Going to the well again
It's too good. The Barro piece in the WSJ was an embarrassment, Krugman calls him on it.
[W]hy, exactly, are we supposed to have such faith in “regular economics”? What is the compelling evidence that the vision of a competitive, efficient economy allocating resources to the right uses is actually a good description of the world we live in?
I mean, it’s a lovely model, and one I, like everyone else in economics, use a lot. But I would not have said that it’s a model backed by lots of evidence. We do know that demand curves generally slope down; it’s a lot harder to give good examples of supply curves that slope up (as a textbook author, believe me, I’ve looked); and it’s a very long way from there to the vision of Pareto efficiency and all that which Barro wants us to take as the true economics. Realistically, imperfect competition, market failure, and more are everywhere.
To which I can only add this.
2 Comments:
Not precisely on point, but it reminded me of a conversation long ago:
Me and my friend Matt, International Studies guy, at Reed College, in early 1986:
me: "It seems like any study of politics requires an intense study of economics, and vice versa.
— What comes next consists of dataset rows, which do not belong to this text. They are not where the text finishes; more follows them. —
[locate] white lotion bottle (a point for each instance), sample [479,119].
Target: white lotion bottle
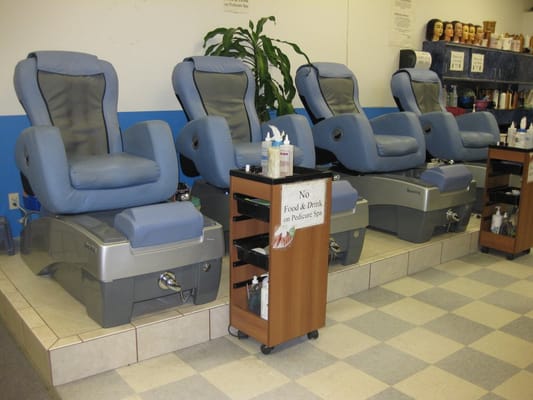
[265,145]
[264,297]
[511,134]
[496,221]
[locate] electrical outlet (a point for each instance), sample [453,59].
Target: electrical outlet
[14,202]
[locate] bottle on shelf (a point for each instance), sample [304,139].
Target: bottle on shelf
[265,145]
[511,134]
[521,134]
[496,221]
[453,102]
[274,154]
[529,136]
[264,297]
[254,296]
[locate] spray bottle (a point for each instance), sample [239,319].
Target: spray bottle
[286,152]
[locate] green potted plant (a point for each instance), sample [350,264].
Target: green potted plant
[261,53]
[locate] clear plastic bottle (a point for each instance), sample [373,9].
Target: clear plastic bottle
[274,159]
[265,145]
[264,297]
[254,296]
[454,96]
[496,221]
[511,134]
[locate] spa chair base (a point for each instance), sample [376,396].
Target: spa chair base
[479,171]
[96,264]
[347,229]
[411,208]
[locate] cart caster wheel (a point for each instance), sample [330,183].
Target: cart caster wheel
[242,335]
[312,335]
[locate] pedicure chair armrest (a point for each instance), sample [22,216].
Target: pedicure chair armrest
[207,142]
[300,135]
[153,140]
[442,135]
[350,138]
[482,121]
[40,156]
[399,124]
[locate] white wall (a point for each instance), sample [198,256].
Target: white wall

Power and money are obviously intensely related. I don't think you can understand economics without understanding political power. "
Matt: "Yeah, you know, Princeton (if memory serves) has a department of political economy. Most schools used to. "
me: "That's seems like the way to go. We should get one here."
Beardie is on a roll. Thank goodness he isn't in government, and can tell us exactly what he thinks.